Identification of important residues. To determine whether a structural data changes noticeably we need to select a benchmark cutoff value, termed threshold. To define the threshold in a logical and rational way, we first analyzed the average disjoint rate of each structural data type for all residues and all pairs of trajectories in the same condition. The results shows the average disjoint rates for all structural data types, which suggests the average disjoint rates in the same condition are mostly <30% (i.e. mean + standard deviation, Supplementary Table S2), regardless of structural data types. Most population of the analyzed residues is centered on the disjoint rate <30% and only fewer residues get a notable change in structure (Supplementary Figs S4–S6). Therefore, if the disjoint rate of any structural data between two trajectories of different conditions is over 30%, we can say that the structural data are changed noticeably between the two trajectories. Thus, the threshold was set as 30% to identify data type that changed noticeably when comparing different pairs of trajectories from different conditions.

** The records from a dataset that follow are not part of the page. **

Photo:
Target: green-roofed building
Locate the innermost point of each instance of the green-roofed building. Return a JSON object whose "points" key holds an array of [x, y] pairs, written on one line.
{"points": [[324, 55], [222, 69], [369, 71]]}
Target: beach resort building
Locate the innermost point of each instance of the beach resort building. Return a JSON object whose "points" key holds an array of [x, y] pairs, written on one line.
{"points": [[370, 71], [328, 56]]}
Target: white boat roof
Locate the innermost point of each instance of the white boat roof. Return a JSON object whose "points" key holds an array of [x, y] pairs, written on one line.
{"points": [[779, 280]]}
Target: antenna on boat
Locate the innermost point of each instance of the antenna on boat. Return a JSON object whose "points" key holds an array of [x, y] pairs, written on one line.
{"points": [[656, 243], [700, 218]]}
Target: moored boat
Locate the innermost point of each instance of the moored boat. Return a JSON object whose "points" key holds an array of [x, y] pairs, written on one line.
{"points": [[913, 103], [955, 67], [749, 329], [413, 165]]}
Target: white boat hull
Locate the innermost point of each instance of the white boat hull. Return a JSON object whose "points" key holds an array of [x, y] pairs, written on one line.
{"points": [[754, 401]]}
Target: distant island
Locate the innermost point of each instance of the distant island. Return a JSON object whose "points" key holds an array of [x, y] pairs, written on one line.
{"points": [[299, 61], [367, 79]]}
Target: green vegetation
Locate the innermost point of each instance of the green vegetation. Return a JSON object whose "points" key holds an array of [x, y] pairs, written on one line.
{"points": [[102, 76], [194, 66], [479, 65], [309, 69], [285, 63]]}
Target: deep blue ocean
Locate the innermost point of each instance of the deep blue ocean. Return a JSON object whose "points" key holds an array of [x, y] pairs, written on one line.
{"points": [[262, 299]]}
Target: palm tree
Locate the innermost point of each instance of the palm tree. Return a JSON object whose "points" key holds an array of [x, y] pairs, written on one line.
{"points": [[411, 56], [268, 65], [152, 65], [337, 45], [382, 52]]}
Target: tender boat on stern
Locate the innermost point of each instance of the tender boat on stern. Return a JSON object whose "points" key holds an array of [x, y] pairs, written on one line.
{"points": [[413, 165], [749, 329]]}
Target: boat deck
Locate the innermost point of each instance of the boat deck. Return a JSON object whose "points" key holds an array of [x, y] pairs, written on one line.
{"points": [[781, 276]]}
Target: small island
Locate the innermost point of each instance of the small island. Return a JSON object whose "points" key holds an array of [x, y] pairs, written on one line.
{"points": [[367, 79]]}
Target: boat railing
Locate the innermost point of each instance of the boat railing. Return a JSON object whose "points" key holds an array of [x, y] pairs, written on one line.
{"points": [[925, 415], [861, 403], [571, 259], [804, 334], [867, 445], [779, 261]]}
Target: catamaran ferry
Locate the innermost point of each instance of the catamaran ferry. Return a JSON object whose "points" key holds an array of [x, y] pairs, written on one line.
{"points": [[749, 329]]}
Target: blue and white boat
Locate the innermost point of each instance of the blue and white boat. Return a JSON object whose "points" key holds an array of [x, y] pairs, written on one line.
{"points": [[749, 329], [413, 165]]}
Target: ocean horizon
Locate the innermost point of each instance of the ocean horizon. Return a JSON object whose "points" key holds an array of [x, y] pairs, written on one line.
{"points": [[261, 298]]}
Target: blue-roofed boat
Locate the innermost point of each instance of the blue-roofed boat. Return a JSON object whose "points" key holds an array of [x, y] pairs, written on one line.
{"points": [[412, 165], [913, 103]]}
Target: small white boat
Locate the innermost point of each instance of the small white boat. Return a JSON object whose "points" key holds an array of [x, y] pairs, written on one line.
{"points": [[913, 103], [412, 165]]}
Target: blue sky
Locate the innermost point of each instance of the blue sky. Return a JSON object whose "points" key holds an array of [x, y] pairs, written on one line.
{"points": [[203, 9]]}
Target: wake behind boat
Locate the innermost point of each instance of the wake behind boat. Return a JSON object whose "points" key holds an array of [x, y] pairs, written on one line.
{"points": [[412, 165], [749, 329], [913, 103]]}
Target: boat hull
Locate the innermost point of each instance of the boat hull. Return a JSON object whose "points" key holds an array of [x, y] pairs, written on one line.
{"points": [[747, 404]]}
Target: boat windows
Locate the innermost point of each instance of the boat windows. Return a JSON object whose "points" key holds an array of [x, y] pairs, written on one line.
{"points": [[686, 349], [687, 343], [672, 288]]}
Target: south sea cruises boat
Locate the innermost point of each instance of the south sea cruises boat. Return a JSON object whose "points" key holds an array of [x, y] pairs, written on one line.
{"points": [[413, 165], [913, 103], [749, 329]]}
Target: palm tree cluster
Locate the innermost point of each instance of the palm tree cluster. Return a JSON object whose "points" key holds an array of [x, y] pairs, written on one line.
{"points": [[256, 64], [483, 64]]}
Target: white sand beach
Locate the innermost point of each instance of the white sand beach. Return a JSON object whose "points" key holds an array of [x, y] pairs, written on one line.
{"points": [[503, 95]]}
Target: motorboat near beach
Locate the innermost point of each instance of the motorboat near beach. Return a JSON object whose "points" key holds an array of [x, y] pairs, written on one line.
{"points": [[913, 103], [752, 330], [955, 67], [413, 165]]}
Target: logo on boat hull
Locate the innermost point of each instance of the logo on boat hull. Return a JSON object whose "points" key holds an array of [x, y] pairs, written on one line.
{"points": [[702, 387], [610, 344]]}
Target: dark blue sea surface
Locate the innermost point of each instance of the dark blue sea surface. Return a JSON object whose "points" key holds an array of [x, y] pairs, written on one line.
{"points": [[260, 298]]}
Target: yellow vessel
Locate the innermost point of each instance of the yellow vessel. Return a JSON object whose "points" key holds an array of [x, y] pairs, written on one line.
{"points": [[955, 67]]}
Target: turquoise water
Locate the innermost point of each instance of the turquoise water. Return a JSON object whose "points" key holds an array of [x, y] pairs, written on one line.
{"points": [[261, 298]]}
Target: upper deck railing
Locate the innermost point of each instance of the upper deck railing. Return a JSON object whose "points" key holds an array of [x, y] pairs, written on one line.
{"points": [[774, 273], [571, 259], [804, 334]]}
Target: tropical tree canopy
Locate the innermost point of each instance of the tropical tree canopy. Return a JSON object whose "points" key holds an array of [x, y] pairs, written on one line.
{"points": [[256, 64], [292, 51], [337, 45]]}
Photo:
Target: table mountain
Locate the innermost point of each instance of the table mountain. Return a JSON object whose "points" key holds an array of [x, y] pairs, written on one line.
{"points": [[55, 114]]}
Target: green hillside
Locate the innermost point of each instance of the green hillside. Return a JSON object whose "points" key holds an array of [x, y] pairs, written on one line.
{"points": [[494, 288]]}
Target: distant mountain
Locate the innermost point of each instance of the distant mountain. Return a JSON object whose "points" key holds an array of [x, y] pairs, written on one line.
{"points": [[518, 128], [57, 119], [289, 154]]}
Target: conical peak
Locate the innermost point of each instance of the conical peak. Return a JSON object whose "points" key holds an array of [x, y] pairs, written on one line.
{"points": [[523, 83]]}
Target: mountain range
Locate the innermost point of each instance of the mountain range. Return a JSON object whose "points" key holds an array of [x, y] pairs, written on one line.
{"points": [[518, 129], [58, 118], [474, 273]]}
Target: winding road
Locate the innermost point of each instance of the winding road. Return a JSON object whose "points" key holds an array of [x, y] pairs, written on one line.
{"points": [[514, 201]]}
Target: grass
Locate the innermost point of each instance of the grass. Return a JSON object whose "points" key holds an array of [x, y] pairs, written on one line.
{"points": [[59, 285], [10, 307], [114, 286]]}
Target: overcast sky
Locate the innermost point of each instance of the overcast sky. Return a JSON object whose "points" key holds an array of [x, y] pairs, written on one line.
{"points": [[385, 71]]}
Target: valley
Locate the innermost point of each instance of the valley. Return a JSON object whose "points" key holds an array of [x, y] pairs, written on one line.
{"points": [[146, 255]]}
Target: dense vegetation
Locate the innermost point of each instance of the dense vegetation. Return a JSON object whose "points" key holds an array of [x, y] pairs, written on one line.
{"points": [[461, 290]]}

Another issue that we must consider in the identification of important residues is the intrinsic noise in MD simulations. It is very common that computed overlap rates and their disjoint rates depend on the specific pairs of trajectories used. Thus, when computing disjoint rates between two different conditions, we need to analyze every pair of trajectories. For example, if each system is simulated in n different trajectories (different random seeds), there are N=n2 pairs of trajectories to be analyzed. If there are M disjoint rates showing a structural data type being changed noticeably, i.e. higher than the threshold, then a frequency ratio of M/N of the pairs are observed to be with significantly changed data types. If the MD simulations were deterministic, the frequency ratio would be either 100% or 0%, i.e. either changed or not with 100% certainty. However, this is not the case. To set a reasonable frequency lower bound, an initial analysis was first conducted for several pairs of systems. As each system was simulated with 5 independent trajectories, there were 25pairs of trajectories to be compared. For example, in the comparison of M2 and M2/IXO/2CU simulations, the pair alignment step leads to a total of 131 candidate residues with at least one noticeably changed structural data in at least one pairs of trajectories. A detailed distribution of these candidates is shown in Supplementary Figure S7A. It is clear that occurrence of candidate residues is not 100% clear cut among the pairs analyzed. However, the analysis shows that majority (85%) of the candidate residues were observed in over 90% of the pairs analyzed. Supplementary Figure S7B and C show the distributions for the other two comparisons, and the conclusion is the same. Therefore in this study, a residue is recorded as an important residue if at least 90% of the 25 pairs of trajectories are observed with at least one structural data changed noticeably for the residue.

Upon completion of Steps (3) and (4), we will be able to identify a list of important residues that have changed noticeably in collected MD trajectories for each protein. Their stable hydrophobic, electrostatic and hydrogen-bonding interactions are then identified as described in Section 2. Residue interaction network edges are identified for all stable interactions among all important residues. Then the shortest-path analysis was performed to identify potential signaling pathways.

3.2 Algorithm validation

3.2.1 PKM2

Important residues responsible for Serine (SER) activation in PKM2. We performed analysis of all four simulated PKM2 systems to identify important residues (Supplementary Table S3). Among these there are 36 residues at the binding site and domain A from the literature (Supplementary Table S4). Twenty-six important residues notably changed based on the MD simulations. Experiments report a total of eight key residues playing roles in activating PKM2, six of them can be identified by our method in this study (Chaneton et al., 2012). Supplementary Table S4 shows that these important residues were observed in very large changes in their side chain torsions (Chi1 and Chi2) as indicated by the high disjoint rates (≥70%70%). It further shows that our approach has a high sensitivity (80.00%) but a low specificity (30.77%) in identifying important residues in the PKM2 system.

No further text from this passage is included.